In the Independent yesterday Chancellor George Osborne is rumored to be planning to use his Autumn Statement this week to announce tax breaks for companies that carry out controversial fracking, arguing that boosting the shale gas industry is vital to economic growth.
"Despite fears from environmental groups and local communities, the Government will publish a gas strategy paper, which will give the green light to shale gas extraction, alongside the Chancellor's economic update. With the cost of fuel soaring, Mr Osborne is expected to say that giving the go-ahead to shale will cause gas prices to fall and in turn reduce household bills, as well as creating jobs.
Mr Osborne hopes that tax breaks for shale gas extraction will encourage investors and help economic growth. Oil and gas are currently taxed at between 62 per cent and 81 per cent. Shale gas would be taxed at lower rates"

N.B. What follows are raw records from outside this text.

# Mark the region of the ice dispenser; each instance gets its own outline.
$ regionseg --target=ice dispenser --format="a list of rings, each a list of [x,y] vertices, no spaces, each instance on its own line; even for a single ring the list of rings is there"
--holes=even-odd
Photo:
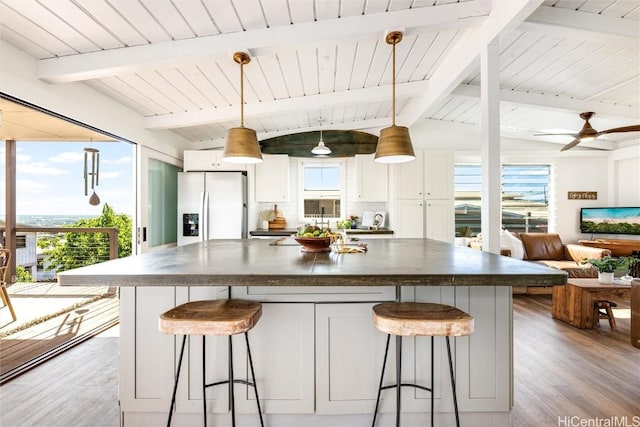
[[[200,231],[200,215],[197,213],[182,214],[182,235],[198,236]]]

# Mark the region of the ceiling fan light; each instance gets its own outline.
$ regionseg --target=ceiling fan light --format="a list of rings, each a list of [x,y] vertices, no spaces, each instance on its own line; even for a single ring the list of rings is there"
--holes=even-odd
[[[596,139],[595,136],[581,136],[580,137],[580,142],[588,142],[588,141],[593,141],[594,139]]]
[[[229,129],[222,160],[228,163],[262,162],[256,131],[245,127]]]
[[[380,131],[374,161],[378,163],[404,163],[415,158],[416,154],[413,151],[408,128],[393,125]]]

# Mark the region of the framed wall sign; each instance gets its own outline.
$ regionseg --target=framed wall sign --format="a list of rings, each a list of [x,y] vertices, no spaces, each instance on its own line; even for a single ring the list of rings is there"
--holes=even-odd
[[[597,191],[569,191],[567,195],[569,200],[598,200]]]

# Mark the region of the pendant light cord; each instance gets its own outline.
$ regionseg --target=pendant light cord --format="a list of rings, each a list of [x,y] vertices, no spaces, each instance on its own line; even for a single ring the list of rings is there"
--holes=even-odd
[[[392,126],[396,125],[396,43],[397,40],[393,40],[393,83],[391,84],[391,98],[392,98],[392,104],[391,104],[391,124]]]
[[[244,127],[244,64],[240,62],[240,127]]]

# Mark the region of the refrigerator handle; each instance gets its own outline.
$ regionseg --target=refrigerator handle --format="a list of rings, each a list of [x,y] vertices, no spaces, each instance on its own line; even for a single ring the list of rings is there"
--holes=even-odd
[[[209,192],[200,193],[200,241],[204,242],[209,238]]]

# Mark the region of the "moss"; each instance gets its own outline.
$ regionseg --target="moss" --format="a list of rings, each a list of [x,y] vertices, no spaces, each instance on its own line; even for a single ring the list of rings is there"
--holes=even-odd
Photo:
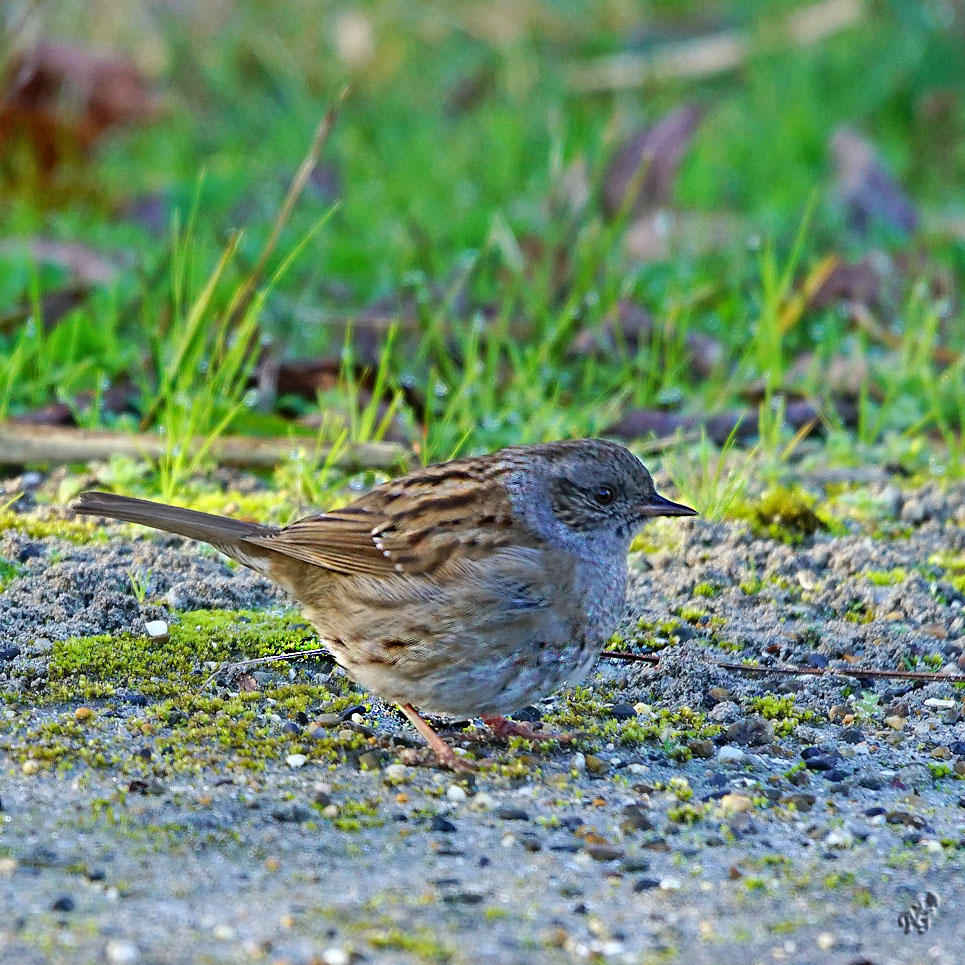
[[[840,529],[816,505],[814,496],[779,486],[756,502],[739,504],[734,515],[746,520],[755,535],[796,546],[815,533]]]
[[[408,952],[424,962],[448,962],[455,954],[448,945],[439,941],[431,928],[408,927],[405,931],[389,928],[371,932],[366,937],[373,948]]]
[[[696,824],[704,816],[704,809],[694,804],[678,804],[667,809],[667,819],[675,824]]]
[[[338,814],[332,818],[332,825],[339,831],[357,832],[365,828],[381,828],[384,824],[378,806],[364,801],[342,802]]]
[[[61,519],[53,515],[41,518],[35,513],[15,513],[12,509],[0,511],[0,531],[5,529],[23,533],[31,539],[56,538],[81,544],[107,540],[103,527],[87,519]]]
[[[17,579],[21,572],[21,568],[16,563],[0,556],[0,593]]]
[[[757,596],[764,586],[764,581],[756,574],[751,573],[740,581],[741,592],[746,596]]]
[[[698,583],[694,587],[694,596],[702,596],[712,600],[715,596],[720,596],[720,594],[721,588],[716,583],[710,583],[706,580],[703,583]]]
[[[852,600],[842,614],[842,619],[848,623],[871,623],[874,618],[874,610],[864,600]]]
[[[176,696],[186,683],[197,687],[208,676],[205,663],[266,657],[317,645],[312,631],[291,616],[197,610],[172,621],[170,638],[163,644],[129,634],[73,637],[55,643],[50,658],[51,691],[70,699],[78,687],[85,696],[109,696],[123,686],[154,697]]]
[[[304,753],[315,763],[334,763],[374,739],[350,730],[293,736],[282,731],[281,721],[300,713],[342,710],[357,702],[354,691],[289,683],[225,696],[200,690],[209,673],[206,662],[314,645],[309,629],[291,616],[206,610],[183,614],[163,644],[130,635],[56,643],[47,692],[38,694],[38,702],[80,698],[94,703],[122,687],[149,702],[136,716],[98,715],[83,726],[68,712],[5,739],[0,750],[21,762],[63,769],[84,762],[134,775],[144,771],[144,762],[130,754],[129,736],[134,735],[153,742],[150,766],[155,774],[197,773],[207,767],[260,770],[293,753]],[[127,740],[117,740],[119,728],[128,732]]]
[[[774,733],[778,737],[787,737],[794,733],[801,721],[811,720],[814,713],[809,710],[799,710],[794,706],[795,695],[779,697],[776,694],[766,694],[762,697],[751,698],[750,705],[757,713],[774,724]]]
[[[898,566],[893,570],[865,570],[862,575],[875,586],[897,586],[908,579],[908,570]]]

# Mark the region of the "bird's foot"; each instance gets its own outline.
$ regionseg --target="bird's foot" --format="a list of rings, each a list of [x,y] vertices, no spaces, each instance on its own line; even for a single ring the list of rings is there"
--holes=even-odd
[[[528,721],[509,720],[507,717],[483,717],[483,723],[496,737],[523,737],[531,741],[571,741],[572,734],[554,734],[548,731],[535,730]]]
[[[476,765],[460,757],[430,726],[412,704],[399,704],[399,709],[409,718],[412,726],[425,738],[439,763],[451,771],[475,771]]]

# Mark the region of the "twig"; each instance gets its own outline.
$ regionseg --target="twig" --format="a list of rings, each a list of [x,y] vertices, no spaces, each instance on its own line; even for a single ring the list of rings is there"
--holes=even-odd
[[[258,287],[265,273],[265,266],[278,247],[281,233],[288,223],[292,210],[301,196],[302,191],[305,189],[308,179],[312,176],[312,171],[315,170],[315,166],[318,164],[318,159],[321,157],[325,144],[331,136],[332,129],[335,127],[335,122],[338,120],[339,112],[342,109],[342,104],[345,103],[345,98],[348,97],[348,94],[349,88],[342,88],[335,103],[325,112],[325,116],[319,121],[318,127],[315,128],[315,135],[308,148],[308,153],[295,172],[295,177],[292,178],[288,193],[285,195],[285,200],[282,202],[282,206],[278,211],[278,217],[275,218],[275,223],[272,225],[271,234],[268,235],[268,240],[261,249],[261,254],[258,256],[255,267],[251,269],[241,291],[238,293],[237,298],[234,299],[234,308],[231,312],[231,321],[233,323],[237,322],[248,310],[248,306],[254,297],[255,289]]]
[[[193,445],[201,446],[203,440],[195,440]],[[114,455],[158,459],[165,446],[162,436],[149,432],[122,433],[0,423],[0,466],[58,466],[105,460]],[[299,449],[304,449],[322,463],[330,448],[317,447],[314,440],[299,436],[288,439],[222,436],[211,444],[209,455],[221,465],[271,469],[291,458]],[[346,443],[334,457],[334,465],[343,469],[393,469],[412,462],[411,450],[395,442]]]
[[[627,663],[635,661],[660,663],[660,657],[652,653],[601,650],[600,656],[611,660],[623,660]],[[871,677],[884,680],[921,680],[931,684],[965,684],[965,673],[940,673],[931,670],[872,670],[869,667],[761,667],[746,663],[726,663],[722,660],[715,660],[713,666],[739,673],[777,673],[808,677]]]
[[[861,19],[862,0],[821,0],[784,19],[780,34],[808,47],[853,26]],[[652,80],[711,77],[740,67],[754,50],[750,31],[723,30],[694,40],[665,44],[651,53],[621,53],[570,69],[569,85],[581,93],[642,87]]]
[[[208,677],[201,685],[202,690],[207,690],[208,685],[216,680],[220,674],[226,671],[240,670],[242,667],[253,667],[260,663],[275,663],[278,660],[297,660],[299,657],[330,657],[331,653],[324,647],[313,647],[311,650],[293,650],[291,653],[273,653],[267,657],[252,657],[250,660],[239,660],[237,663],[223,663],[218,669]]]

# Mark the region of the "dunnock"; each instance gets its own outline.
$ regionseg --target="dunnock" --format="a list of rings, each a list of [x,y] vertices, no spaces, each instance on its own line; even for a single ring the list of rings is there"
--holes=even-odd
[[[283,529],[109,493],[75,508],[211,543],[280,584],[450,767],[466,764],[415,707],[527,733],[500,715],[589,671],[620,619],[634,534],[694,515],[602,439],[428,466]]]

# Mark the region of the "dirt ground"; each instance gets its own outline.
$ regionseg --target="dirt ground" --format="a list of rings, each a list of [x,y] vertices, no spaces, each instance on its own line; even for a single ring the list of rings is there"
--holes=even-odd
[[[659,664],[523,712],[569,743],[453,722],[470,778],[325,658],[203,689],[311,634],[212,552],[31,502],[0,535],[3,962],[963,960],[965,687],[833,672],[965,673],[961,487],[654,526],[613,646]],[[719,666],[748,662],[828,672]]]

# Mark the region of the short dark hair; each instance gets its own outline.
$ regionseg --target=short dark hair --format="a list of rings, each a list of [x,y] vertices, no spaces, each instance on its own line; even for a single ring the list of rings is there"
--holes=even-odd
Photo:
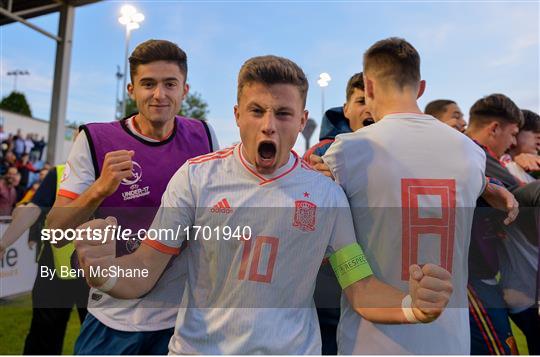
[[[376,42],[364,53],[364,73],[399,89],[420,82],[420,55],[407,41],[390,37]]]
[[[355,73],[347,82],[347,89],[345,91],[345,98],[347,101],[351,99],[351,96],[355,89],[364,90],[364,73]]]
[[[439,115],[446,112],[446,107],[449,106],[450,104],[456,104],[456,102],[450,99],[437,99],[437,100],[431,101],[426,105],[426,109],[424,109],[424,113],[432,115],[435,118],[439,118]]]
[[[504,94],[491,94],[476,101],[469,110],[469,125],[483,127],[493,121],[501,125],[523,125],[523,114],[518,106]]]
[[[278,56],[258,56],[248,59],[238,73],[237,100],[242,89],[251,83],[264,85],[292,84],[300,91],[303,105],[306,105],[308,81],[304,71],[293,61]]]
[[[528,109],[521,109],[521,113],[523,114],[521,131],[540,133],[540,116]]]
[[[137,74],[137,67],[157,61],[176,63],[184,79],[187,77],[187,55],[177,44],[166,40],[148,40],[135,47],[129,56],[131,82]]]

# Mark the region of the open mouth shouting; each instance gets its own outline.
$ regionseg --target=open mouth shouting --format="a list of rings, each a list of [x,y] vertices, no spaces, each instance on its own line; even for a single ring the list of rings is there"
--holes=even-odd
[[[257,166],[272,169],[277,161],[277,146],[273,141],[261,141],[257,147]]]

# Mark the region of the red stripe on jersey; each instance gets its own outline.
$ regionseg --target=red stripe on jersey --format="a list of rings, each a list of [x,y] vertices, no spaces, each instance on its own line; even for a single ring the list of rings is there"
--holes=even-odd
[[[221,202],[223,202],[223,207],[225,207],[225,208],[231,208],[231,206],[229,206],[229,202],[227,201],[226,198],[224,198]]]
[[[313,167],[311,167],[309,162],[305,161],[304,159],[302,159],[302,168],[306,170],[317,171]]]
[[[198,160],[189,160],[189,164],[202,164],[203,162],[207,162],[207,161],[212,161],[212,160],[218,160],[218,159],[224,159],[226,157],[229,157],[233,154],[233,151],[229,151],[227,153],[224,153],[224,154],[218,154],[218,155],[214,155],[214,156],[209,156],[209,157],[206,157],[206,158],[203,158],[203,159],[198,159]]]
[[[232,150],[234,150],[234,146],[232,146],[230,148],[223,149],[223,150],[214,151],[214,152],[211,152],[211,153],[208,153],[208,154],[205,154],[205,155],[200,155],[200,156],[194,157],[192,159],[189,159],[188,162],[190,162],[190,163],[198,163],[199,161],[204,161],[204,160],[206,160],[208,158],[211,158],[211,157],[214,157],[214,156],[227,154],[229,152],[232,152]]]
[[[68,190],[62,190],[62,189],[58,190],[57,195],[62,196],[62,197],[71,198],[72,200],[75,200],[75,199],[77,199],[77,197],[79,197],[78,193],[71,192],[71,191],[68,191]]]
[[[170,254],[170,255],[180,254],[180,248],[169,247],[168,245],[165,245],[155,240],[145,239],[142,241],[142,243],[154,248],[155,250],[161,253]]]
[[[315,152],[315,150],[328,143],[333,143],[334,141],[335,139],[323,139],[319,141],[317,144],[310,147],[309,150],[304,153],[303,159],[309,163],[309,157]]]

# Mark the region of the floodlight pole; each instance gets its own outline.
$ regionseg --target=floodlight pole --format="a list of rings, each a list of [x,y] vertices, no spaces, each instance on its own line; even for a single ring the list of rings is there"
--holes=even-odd
[[[69,67],[71,64],[71,48],[73,46],[73,23],[75,8],[62,5],[58,25],[56,60],[51,103],[51,121],[47,141],[47,161],[53,165],[64,160],[64,136],[66,130],[67,93],[69,85]]]
[[[122,87],[122,118],[125,118],[127,113],[127,67],[128,67],[128,57],[129,57],[129,40],[131,38],[131,30],[129,26],[126,25],[126,54],[124,57],[124,85]]]

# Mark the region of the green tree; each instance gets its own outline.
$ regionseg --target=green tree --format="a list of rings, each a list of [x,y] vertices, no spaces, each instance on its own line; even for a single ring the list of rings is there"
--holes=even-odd
[[[32,116],[30,105],[28,105],[26,97],[21,92],[13,91],[7,97],[2,98],[0,108],[29,117]]]
[[[208,104],[199,93],[193,92],[188,93],[178,114],[188,118],[206,120],[208,113]]]
[[[127,115],[137,113],[137,105],[135,104],[135,101],[131,98],[127,99],[127,107],[126,107],[126,113]],[[180,107],[180,111],[178,112],[179,115],[188,117],[188,118],[195,118],[200,120],[206,120],[206,116],[208,115],[208,104],[202,99],[201,95],[197,92],[194,93],[188,93],[184,101],[182,102],[182,106]]]

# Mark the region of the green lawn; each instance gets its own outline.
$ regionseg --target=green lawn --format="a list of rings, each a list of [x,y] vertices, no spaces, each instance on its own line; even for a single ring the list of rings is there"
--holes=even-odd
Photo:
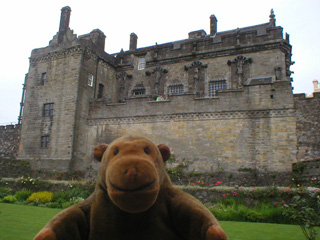
[[[59,209],[0,203],[0,239],[31,240]],[[303,240],[299,226],[221,222],[230,240]]]

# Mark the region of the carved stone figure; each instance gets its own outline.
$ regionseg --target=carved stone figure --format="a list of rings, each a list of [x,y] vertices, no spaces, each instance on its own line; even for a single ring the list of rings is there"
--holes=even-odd
[[[194,93],[197,94],[199,92],[199,68],[194,68],[194,75],[193,75],[193,80],[194,80]]]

This is the same Chancellor George Osborne who said just last month that the UK must take a global lead in developing a series of low carbon technologies, including energy efficient computing and energy storage. So this makes very little sense . It's interesting, isn't it, that Governments in times of extreme financial pressure still seek to subsidise the fossil fuels industries.
A former Conservative energy minister has warned that the Government still needed to make the case to the public after fracking trials were halted last year following earthquakes in Lancashire.
Charles Hendry, who was sacked as energy minister in the reshuffle earlier this year, said: "The decision must be taken on the scientific evidence, but ministers will also need to be aware of the need to reassure the public for whom this will be a new type of activity."